In 1568, Oda Nobunaga, in the service of shōgun Ashikaga Yoshiaki, asked the Rokkaku to join his army, and was refused. Defeated in the ensuing battle, the Rokkaku were driven from their castle, settling in Kōka, their clan effectively eliminated as daimyō.

In 1570, after Siege of Kanegasaki, the Rokkaku were defeated by Shibata Katsuie at Chōkōji castle, and again at Bodaiji castle, eventually submitting to Nobunaga. At Nobunaga's orders, Yoshikata was imprisoned in Ishibe castle, held by Sakuma Nobumori. He escaped four years later in 1574, fleeing to Shigaraki. There, he lived in seclusion, aiding local movements, and the Ishiyama Hongan-ji, against Nobunaga.

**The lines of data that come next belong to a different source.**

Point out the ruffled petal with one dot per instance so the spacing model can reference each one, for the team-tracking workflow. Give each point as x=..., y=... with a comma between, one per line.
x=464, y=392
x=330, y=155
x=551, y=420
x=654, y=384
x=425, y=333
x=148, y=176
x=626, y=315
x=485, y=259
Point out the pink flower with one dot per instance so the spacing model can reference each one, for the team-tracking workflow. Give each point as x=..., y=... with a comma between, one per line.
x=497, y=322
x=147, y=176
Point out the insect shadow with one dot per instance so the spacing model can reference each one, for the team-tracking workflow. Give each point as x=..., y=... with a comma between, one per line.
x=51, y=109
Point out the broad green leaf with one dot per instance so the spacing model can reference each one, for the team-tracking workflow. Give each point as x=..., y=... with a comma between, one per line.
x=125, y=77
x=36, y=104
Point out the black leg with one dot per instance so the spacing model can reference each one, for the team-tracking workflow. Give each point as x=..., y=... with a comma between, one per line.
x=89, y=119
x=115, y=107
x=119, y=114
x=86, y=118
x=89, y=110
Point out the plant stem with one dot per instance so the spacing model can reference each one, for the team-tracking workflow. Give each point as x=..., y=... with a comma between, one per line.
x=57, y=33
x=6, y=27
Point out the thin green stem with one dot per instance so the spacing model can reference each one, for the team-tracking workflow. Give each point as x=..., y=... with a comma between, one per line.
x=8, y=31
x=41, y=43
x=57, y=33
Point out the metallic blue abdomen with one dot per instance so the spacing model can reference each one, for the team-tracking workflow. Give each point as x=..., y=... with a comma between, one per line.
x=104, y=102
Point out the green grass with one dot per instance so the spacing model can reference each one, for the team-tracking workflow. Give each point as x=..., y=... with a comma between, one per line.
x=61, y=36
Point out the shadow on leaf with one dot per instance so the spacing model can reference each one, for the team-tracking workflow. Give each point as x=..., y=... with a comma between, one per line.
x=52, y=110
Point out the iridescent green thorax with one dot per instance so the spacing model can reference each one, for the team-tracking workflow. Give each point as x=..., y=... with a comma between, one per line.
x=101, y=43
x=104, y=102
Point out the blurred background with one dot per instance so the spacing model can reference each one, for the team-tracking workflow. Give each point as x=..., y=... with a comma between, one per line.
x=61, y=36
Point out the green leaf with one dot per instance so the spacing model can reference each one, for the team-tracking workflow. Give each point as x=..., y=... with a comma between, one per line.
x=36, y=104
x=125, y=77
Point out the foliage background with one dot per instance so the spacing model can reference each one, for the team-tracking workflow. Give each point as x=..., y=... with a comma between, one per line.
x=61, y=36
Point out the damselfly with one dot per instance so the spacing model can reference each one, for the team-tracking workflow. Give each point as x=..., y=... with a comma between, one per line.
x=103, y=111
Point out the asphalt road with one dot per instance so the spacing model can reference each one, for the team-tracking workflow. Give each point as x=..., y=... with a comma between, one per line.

Yoshikata died at the age of 77 in 1598. During his life, he studied archery under Yoshida Shigemasa, and began his own school of horsemanship, the Sasaki-ryū.

=== Sengoku period house codes ===
During the Sengoku period, Japan's social and legal culture evolved in ways unrelated to the well-known history of serial battles and armed skirmishes. A number of forward-looking daimyos independently promulgated codes of conduct to be applied within a specific han or domain. Few examples of these daimyo-made law codes have survived, but the legal framework contrived by the Rokkaku clan remains amongst the small number of documents which can still be studied:
- 1567: Rokkaku Yoshikata issues Rokkaku-shi shikimoku.
- 1567: Rokkaku Yoshiharu, Yoshikata's eldest son, re-issues Rokkaku-shi shikimoku.